Pada tahun 2014, siswa dari SMA National Chung Hsing University berhasil menemukan sebuah asteroid yang terletak sekitar 200 km dari planet Neptunus, atau 56 kali jarak antara matahari dan planet bumi.
Asteroid tersebut merupakan benda langit pertama yang berada di luar orbit Pluto dalam sistem tata surya yang berhasil ditemukan oleh siswa SMA. Berbeda dengan asteroid yang terdapat di antara planet Mars dan Jupiter, International Austronomical Union (IAU) harus melakukan diskusi yang cukup panjang sebelum memutuskan aturan penamaan untuk asteroid ini. Hingga akhirnya, pada tahun 2018, IAU memberikan sebuah kode penamaan, dan setelah para siswa SMA National Chung Hsing University melakukan pemungutan suara, asteroid tersebut dinamakan 2014 GE45 = 472235 Zhulong “Torch Dragon”. Namun, para siswa SMA yang menemukan asteroid Torch Dragon saat itu, sekarang sudah hampir lulus dari perguruan tinggi.
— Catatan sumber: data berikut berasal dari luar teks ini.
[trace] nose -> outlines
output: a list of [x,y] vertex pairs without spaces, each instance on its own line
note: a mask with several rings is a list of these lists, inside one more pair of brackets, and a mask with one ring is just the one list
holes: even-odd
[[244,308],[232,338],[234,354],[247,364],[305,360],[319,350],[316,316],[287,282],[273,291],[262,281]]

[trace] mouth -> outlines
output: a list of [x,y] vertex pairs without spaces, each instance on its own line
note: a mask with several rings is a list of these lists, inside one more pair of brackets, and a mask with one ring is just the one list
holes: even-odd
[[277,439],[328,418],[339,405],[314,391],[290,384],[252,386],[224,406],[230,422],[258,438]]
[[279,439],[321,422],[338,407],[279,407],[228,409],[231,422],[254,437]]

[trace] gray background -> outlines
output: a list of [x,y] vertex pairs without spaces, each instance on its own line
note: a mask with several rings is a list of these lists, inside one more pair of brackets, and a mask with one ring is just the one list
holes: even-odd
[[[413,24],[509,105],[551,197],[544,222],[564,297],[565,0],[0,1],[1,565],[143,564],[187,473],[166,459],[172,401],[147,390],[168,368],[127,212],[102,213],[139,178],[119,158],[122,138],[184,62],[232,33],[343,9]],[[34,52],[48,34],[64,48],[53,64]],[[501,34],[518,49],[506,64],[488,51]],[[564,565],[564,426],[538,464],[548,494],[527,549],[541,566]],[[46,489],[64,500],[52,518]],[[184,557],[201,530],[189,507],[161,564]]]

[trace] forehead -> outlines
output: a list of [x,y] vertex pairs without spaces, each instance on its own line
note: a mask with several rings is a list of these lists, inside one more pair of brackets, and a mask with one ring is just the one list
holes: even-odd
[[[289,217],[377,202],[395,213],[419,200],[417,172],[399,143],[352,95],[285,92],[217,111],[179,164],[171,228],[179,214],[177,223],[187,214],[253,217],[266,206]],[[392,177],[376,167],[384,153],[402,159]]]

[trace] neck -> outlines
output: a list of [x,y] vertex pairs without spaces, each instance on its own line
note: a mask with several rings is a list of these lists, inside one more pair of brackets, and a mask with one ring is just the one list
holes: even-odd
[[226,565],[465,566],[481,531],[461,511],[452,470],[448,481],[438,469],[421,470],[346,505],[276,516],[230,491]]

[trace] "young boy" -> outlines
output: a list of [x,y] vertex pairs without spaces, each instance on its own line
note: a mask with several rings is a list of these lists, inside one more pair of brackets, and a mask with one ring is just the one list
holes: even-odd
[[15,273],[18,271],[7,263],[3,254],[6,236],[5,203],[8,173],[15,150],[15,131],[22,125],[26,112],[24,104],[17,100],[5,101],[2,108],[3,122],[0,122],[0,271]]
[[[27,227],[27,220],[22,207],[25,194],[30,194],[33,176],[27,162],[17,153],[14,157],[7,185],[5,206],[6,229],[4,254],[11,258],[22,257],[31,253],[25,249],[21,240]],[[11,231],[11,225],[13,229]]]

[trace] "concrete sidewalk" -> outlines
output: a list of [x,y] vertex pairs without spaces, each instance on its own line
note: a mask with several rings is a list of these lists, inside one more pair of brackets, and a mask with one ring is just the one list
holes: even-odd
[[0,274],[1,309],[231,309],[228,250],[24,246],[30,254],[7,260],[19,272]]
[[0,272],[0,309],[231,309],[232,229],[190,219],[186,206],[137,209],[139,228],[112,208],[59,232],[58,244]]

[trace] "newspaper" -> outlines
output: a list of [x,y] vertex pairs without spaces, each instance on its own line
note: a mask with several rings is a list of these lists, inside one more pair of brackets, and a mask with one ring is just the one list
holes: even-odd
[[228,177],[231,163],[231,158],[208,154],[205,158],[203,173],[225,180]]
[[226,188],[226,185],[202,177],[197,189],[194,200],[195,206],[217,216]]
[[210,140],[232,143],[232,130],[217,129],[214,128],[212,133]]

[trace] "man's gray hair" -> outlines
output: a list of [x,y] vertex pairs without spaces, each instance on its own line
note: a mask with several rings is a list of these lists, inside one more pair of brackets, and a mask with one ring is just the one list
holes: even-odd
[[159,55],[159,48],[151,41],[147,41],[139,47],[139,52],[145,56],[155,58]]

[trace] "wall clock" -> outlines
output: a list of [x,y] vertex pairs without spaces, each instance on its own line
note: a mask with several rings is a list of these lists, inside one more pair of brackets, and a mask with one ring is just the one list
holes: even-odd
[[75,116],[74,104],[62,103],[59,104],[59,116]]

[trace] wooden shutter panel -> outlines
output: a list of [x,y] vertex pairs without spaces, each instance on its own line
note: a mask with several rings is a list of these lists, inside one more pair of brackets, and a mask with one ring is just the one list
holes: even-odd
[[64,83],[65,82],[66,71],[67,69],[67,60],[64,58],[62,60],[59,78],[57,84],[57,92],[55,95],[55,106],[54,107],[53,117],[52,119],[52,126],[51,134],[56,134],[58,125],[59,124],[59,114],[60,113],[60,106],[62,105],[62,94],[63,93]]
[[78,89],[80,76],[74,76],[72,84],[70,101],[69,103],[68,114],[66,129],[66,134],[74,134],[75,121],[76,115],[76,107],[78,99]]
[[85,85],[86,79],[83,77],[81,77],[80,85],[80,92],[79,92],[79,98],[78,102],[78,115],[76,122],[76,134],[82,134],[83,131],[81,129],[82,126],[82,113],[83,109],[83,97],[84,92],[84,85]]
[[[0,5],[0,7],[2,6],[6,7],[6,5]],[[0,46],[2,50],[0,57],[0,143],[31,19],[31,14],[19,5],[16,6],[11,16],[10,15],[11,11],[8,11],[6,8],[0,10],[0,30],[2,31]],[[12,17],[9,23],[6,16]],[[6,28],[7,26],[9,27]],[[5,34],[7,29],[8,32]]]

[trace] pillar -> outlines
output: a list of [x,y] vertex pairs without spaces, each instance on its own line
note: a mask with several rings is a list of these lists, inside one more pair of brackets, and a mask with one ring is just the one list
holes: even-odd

Torch Dragon adalah siluman berwarna merah dengan wajah manusia dan tubuh menyerupai ular naga yang muncul dalam buku “Classic of Mountains and Seas”, sebuah buku kuno yang berisi tentang kompilasi hal-hal mitos dan geografis Tionghoa. Menurut legenda, naga tersebut mengatur siang dan malam dengan membuka dan menutup mata, dan mengatur musim panas dan musim dingin melalui hembusan napas yang menghasilkan semburan api.
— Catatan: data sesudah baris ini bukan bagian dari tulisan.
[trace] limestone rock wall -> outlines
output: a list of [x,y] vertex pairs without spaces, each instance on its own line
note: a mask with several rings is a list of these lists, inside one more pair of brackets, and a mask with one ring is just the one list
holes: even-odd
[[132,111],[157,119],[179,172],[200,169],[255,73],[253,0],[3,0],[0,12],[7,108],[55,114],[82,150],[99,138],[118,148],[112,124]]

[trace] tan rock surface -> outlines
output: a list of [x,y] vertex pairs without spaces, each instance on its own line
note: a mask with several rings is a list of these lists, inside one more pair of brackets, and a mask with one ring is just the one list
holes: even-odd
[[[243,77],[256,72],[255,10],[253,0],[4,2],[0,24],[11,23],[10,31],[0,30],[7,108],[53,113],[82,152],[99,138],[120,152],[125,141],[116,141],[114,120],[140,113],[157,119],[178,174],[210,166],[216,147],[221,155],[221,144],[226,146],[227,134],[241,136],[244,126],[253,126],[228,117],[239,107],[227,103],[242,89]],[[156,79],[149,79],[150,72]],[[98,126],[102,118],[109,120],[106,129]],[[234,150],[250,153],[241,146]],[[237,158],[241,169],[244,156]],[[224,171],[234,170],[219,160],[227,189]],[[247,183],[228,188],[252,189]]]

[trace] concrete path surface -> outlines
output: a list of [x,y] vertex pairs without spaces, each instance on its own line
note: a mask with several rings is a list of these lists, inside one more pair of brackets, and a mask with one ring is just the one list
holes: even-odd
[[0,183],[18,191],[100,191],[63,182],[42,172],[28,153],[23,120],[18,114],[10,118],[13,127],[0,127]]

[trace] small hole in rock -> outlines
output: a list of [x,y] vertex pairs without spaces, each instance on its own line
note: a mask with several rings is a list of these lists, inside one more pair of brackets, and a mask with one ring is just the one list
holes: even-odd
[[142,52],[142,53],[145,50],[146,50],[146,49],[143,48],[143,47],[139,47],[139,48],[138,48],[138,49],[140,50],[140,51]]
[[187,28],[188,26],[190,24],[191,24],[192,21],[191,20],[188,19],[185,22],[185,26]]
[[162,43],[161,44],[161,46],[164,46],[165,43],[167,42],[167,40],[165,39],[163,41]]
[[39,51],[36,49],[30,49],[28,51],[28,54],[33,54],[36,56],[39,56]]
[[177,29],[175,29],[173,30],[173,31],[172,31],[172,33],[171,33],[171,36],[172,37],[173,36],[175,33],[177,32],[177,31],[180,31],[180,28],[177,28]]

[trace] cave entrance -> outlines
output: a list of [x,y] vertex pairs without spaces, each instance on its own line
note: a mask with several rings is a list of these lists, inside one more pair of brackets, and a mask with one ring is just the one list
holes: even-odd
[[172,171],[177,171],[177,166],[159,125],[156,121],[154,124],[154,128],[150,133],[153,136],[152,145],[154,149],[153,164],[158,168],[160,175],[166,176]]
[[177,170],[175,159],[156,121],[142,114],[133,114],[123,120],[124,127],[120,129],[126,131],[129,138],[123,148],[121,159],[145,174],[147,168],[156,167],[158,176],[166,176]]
Salah seorang wali kelas SMA National Chung Hsing University, Lin Shih-chao, mengatakan, “Ketika asteroid Torch Dragon ditemukan, kami melihat pergerakannya sangat lambat, dan karena bergerak lurus menuju bumi, asteroid ini sempat dikira sebagai asteroid kecil yang terletak berdekatan dengan bumi. Namun setelah kami amati, kami menemukan bahwa asteroid ini terletak jauh di luar orbit planet Neptunus.”
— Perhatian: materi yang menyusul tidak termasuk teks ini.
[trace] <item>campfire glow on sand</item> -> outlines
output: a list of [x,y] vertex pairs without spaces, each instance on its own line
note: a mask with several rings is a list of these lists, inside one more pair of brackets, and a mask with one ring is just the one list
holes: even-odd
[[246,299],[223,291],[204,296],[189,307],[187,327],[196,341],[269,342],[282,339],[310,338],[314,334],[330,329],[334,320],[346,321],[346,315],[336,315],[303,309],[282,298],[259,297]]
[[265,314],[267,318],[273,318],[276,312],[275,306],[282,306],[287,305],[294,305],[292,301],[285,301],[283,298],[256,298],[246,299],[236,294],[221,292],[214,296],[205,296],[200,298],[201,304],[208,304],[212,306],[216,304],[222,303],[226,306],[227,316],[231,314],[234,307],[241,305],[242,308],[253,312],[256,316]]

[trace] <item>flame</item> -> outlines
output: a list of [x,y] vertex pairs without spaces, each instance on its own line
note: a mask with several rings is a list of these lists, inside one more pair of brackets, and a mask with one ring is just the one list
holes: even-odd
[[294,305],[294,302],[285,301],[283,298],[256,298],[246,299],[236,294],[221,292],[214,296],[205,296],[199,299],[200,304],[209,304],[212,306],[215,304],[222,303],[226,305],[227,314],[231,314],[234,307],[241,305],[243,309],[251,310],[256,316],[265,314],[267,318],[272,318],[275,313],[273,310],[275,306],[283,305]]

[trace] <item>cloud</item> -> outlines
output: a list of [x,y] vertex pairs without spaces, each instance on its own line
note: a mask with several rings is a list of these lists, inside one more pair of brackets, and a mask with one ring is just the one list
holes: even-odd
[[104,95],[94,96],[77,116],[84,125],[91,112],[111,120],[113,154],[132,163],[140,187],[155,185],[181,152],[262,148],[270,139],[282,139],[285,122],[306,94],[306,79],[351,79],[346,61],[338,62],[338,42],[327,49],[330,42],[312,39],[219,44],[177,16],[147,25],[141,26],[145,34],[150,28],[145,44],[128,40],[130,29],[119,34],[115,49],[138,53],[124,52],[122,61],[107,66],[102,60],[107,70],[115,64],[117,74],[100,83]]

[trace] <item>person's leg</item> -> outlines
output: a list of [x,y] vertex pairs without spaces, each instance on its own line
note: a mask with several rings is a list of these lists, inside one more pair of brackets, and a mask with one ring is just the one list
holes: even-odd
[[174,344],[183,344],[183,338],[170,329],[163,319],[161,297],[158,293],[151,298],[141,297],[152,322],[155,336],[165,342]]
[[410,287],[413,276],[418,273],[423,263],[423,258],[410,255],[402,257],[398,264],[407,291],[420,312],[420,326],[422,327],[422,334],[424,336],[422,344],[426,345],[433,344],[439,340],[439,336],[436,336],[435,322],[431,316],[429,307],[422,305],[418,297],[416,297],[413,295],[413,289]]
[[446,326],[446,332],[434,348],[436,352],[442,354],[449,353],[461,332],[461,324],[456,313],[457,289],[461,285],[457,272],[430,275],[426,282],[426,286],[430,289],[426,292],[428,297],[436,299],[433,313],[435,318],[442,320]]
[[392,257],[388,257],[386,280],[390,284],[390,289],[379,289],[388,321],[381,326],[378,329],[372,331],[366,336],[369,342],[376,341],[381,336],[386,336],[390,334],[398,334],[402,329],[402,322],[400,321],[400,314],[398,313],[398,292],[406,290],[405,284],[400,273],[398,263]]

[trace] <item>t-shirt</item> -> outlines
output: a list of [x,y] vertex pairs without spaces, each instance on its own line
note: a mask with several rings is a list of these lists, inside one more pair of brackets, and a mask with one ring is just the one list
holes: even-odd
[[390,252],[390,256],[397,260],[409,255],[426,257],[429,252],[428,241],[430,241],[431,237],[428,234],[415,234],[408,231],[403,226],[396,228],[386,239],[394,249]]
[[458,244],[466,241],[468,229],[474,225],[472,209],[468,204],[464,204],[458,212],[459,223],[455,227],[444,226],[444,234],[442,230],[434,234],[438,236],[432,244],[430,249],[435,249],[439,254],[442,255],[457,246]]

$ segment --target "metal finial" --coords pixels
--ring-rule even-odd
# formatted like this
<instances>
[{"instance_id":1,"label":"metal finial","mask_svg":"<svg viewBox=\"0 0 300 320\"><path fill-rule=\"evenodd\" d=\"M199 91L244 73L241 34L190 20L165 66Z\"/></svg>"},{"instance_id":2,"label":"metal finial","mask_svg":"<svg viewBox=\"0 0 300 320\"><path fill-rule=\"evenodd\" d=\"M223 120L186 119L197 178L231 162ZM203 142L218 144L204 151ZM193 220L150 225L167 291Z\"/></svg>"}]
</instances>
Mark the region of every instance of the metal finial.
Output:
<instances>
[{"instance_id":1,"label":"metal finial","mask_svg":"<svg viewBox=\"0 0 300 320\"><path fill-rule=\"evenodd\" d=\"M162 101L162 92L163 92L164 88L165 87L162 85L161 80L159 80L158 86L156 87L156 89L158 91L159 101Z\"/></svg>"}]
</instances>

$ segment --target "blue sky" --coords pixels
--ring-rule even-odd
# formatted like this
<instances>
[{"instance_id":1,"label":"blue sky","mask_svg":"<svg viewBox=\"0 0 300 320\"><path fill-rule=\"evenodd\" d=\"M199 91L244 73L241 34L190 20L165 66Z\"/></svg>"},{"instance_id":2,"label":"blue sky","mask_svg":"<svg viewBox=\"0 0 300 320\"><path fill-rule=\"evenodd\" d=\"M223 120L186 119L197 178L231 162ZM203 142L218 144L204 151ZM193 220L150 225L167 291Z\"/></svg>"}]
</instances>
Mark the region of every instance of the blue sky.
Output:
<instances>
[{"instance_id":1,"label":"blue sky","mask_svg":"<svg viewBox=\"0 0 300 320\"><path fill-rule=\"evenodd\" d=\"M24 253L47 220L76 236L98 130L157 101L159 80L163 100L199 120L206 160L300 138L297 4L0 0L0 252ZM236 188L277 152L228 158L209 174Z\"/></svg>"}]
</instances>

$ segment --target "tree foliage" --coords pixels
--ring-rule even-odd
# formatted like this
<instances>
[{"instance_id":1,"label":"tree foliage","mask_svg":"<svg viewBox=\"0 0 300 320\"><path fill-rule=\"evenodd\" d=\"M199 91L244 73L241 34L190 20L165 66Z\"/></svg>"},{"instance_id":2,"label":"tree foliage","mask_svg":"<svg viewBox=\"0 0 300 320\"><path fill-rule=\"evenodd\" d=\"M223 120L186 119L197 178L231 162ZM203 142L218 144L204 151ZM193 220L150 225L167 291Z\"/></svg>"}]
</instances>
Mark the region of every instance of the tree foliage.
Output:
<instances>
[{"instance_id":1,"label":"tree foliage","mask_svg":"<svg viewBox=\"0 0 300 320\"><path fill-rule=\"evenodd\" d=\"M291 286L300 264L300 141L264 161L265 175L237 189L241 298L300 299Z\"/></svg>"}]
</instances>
Profesor Astronomi NCU, Chen Wen-ping, mengatakan penemuan asteroid Torch Dragon adalah suatu keberuntungan, dan ketika keberuntungan tersebut datang, hanya orang yang sudah siap baru dapat menggapainya. “Selama bulan Oktober-November 2019, ada 30 sekolah dan ratusan siswa yang bergabung dalam proyek pengamatan asteroid, kami berharap mereka dapat menemukan lebih banyak benda langit yang baru,” Chen Wen-ping menjelaskan.